TRANSLATED FROM CASTILIAN
03/22/2018
El Kamel: "Myth and oral narration have guided my artistic creations"
by Ruth Fernández Sanabria
The UN says that "poetry contributes to creative diversity by constantly questioning the way we use words and things, and our ways of perceiving and interpreting reality". The Tunisian painter Slimen The Kamel finds in this literary genre his muse, present from his childhood through orality. With him we continue to pay tribute to poetry, celebrated on its World Day this Wednesday, March 21.
"I was born in a rural community where myth and oral narration flourish. These narratives have guided my artistic creations as much as the perception I have of reality since I was a child," says the Tunisian artist. Coming from Mazouna, in the region of Sidi Bouzid, her childhood associated her with stories and poems, a literary heritage that built her first knowledge and certainties through what she imagined when listening. Later, at the Faculty of Fine Arts, El Kamel learned to materialize this narrative imaginary in a pictorial practice that eventually became his inspiration and his own style. For him, the line that separates the real from the imagined is a path more present in everyday life than we think.
As an acquired language, this visual artist explains that the image is an element deeply rooted in the person.
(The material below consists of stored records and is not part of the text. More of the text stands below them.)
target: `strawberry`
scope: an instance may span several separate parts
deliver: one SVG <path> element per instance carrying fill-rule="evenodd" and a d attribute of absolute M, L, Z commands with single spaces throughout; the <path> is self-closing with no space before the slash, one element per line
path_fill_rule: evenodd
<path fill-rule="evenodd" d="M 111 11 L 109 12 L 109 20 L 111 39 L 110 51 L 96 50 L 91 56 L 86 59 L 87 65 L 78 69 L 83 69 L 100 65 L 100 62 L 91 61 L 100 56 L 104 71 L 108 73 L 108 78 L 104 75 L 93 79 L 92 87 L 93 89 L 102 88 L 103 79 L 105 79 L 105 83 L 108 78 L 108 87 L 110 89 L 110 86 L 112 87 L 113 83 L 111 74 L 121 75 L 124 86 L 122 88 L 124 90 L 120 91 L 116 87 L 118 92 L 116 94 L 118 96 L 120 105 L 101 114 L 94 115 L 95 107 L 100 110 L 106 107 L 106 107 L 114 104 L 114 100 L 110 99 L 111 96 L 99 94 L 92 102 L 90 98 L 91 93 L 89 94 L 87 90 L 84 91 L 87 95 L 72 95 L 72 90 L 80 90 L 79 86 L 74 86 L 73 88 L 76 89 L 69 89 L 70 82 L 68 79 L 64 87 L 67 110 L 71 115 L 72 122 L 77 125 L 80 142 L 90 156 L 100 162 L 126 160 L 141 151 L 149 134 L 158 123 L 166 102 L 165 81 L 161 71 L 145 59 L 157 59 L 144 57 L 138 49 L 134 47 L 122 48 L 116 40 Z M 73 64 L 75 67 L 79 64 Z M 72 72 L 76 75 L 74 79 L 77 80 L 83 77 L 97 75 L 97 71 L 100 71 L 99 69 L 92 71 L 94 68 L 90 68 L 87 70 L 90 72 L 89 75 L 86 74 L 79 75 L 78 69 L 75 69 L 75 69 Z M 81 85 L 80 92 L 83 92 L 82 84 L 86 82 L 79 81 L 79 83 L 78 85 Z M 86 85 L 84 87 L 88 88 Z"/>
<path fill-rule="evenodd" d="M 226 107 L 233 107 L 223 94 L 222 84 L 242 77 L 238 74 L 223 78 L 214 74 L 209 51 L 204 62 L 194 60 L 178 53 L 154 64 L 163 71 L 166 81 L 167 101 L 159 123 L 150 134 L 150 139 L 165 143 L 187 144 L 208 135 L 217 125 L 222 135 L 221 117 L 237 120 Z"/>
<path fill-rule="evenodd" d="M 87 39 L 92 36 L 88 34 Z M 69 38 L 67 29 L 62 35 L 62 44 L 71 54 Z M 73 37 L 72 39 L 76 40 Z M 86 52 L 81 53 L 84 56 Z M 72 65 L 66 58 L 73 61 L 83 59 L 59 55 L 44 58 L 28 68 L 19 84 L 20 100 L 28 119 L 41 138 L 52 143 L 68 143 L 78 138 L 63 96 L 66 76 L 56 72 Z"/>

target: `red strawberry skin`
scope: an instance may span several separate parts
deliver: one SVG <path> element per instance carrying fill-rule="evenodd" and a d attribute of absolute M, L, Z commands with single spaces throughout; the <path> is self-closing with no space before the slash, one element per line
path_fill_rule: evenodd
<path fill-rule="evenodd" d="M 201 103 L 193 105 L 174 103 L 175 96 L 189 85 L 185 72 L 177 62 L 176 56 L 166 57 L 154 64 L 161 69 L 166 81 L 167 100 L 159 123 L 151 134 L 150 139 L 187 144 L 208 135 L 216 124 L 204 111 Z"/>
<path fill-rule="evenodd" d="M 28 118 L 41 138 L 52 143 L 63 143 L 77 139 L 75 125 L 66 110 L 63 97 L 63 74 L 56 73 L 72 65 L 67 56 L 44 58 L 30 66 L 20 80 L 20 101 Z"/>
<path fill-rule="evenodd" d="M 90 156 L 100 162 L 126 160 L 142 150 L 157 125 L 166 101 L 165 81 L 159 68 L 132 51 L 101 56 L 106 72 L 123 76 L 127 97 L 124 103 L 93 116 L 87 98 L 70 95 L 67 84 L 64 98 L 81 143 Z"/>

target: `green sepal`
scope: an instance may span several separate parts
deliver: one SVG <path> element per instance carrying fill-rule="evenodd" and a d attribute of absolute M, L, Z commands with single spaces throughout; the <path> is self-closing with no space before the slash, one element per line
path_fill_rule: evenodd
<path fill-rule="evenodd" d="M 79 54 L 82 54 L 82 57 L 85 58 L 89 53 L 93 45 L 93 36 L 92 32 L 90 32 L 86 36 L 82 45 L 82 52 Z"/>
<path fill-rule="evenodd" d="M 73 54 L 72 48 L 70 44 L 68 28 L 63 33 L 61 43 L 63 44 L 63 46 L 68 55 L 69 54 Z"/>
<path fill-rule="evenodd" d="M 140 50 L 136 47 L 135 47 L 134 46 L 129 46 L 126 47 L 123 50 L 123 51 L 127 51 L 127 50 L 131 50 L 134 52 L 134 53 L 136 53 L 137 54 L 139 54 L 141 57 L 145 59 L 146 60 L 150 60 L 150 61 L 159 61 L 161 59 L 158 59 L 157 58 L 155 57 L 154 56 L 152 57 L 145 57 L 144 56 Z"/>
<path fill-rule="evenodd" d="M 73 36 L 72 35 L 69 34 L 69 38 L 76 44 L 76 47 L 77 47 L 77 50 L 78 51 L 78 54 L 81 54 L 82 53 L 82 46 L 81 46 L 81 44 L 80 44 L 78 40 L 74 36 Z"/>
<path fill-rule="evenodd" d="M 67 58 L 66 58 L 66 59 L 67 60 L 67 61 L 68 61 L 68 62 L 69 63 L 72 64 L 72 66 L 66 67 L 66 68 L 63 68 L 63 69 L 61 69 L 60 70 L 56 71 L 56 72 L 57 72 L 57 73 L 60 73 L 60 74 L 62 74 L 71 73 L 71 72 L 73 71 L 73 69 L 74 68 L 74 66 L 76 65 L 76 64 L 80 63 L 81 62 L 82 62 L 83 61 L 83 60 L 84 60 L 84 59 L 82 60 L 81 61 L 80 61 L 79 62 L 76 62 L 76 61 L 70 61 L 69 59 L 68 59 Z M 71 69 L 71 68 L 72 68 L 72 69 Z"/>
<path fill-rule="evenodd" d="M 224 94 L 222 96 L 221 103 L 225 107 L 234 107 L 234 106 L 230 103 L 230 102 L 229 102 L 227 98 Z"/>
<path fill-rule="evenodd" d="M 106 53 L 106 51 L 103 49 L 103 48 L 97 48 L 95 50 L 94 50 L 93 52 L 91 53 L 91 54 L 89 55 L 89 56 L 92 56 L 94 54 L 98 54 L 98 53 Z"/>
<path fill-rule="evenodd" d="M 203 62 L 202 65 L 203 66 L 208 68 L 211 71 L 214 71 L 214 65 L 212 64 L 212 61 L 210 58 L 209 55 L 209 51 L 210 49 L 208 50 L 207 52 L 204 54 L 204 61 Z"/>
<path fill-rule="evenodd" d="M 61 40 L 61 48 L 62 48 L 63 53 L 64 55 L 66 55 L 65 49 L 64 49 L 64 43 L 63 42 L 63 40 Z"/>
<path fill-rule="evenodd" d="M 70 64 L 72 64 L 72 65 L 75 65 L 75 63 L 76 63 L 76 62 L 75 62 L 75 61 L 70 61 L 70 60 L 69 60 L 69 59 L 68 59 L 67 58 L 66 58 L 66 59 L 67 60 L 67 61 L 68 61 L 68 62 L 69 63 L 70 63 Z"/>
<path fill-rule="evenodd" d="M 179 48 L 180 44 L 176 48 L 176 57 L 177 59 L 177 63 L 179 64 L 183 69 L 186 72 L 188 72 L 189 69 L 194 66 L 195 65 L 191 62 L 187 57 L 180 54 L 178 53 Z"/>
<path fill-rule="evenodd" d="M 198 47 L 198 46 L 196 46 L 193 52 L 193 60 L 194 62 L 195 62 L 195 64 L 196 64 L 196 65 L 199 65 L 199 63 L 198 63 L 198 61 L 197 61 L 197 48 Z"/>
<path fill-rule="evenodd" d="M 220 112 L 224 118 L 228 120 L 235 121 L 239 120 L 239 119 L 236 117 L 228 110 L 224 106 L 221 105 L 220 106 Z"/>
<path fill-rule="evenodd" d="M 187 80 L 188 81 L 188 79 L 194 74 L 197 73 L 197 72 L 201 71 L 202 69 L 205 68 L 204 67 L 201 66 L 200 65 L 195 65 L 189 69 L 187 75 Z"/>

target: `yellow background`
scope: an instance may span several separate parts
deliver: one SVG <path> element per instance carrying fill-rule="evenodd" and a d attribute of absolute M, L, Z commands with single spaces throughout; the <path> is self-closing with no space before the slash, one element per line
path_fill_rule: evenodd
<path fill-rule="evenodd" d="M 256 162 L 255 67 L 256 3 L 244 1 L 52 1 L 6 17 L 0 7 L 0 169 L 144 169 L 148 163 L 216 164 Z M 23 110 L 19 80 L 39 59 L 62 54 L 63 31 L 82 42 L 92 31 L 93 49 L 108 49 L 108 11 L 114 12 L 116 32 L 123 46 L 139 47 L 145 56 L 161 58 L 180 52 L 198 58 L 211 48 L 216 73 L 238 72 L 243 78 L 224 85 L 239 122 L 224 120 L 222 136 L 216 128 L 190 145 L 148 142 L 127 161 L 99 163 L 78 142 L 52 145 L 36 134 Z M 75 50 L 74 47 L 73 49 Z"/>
So, often and in an automatic way, before starting an action we visualize it: we have to cook because we mentally scan the fridge, we dress according to the combination we have previewed of the garments and, often, what we We have seen in dreams conditions how we sleep and even how we face the day that lies ahead.
Today Slimen El Kamel is a 34-year-old painter who combines his classes at the Superior Institute of Fine Arts of Sousse with his pictorial work, which has remained focused on the impact that image has on people and, therefore, on societies what they form "Art for me is in itself an end. I do not perceive it as a luxury object, I feel it is something integral to life, like inhaling and exhaling. For me, art aims to raise awareness," he says. "My responsibility as a professor of Fine Arts, along with my interest in politics, have also led my work considerably to constantly reexamine our perception of things. This is how we progress."
To show his series ' L'Espace du Jeu' ('The place to play', in Spanish), where he questions through colorful and cheerful figures the restriction that in many contexts is imposed through clothing to project the desired image for an organization. This collection was recently exhibited at 1:54 Marrakech , the first edition of this contemporary African art fair held on the continent, a milestone that for El Kamel has meant "bringing home a sense of pride and recognition aimed both at artists like the city".
After showing his work at fairs in Africa, Europe and Asia, now Slimen El Kamel prepares his next solo exhibition at the Sulger-Buel Lovell gallery in London for the month of October. He does not tell us if poetry will continue being the muse of his new canvases, but he does want to point out that although his work "can be seen as universal, for me it will always be my work in relation to my home, Tunisia".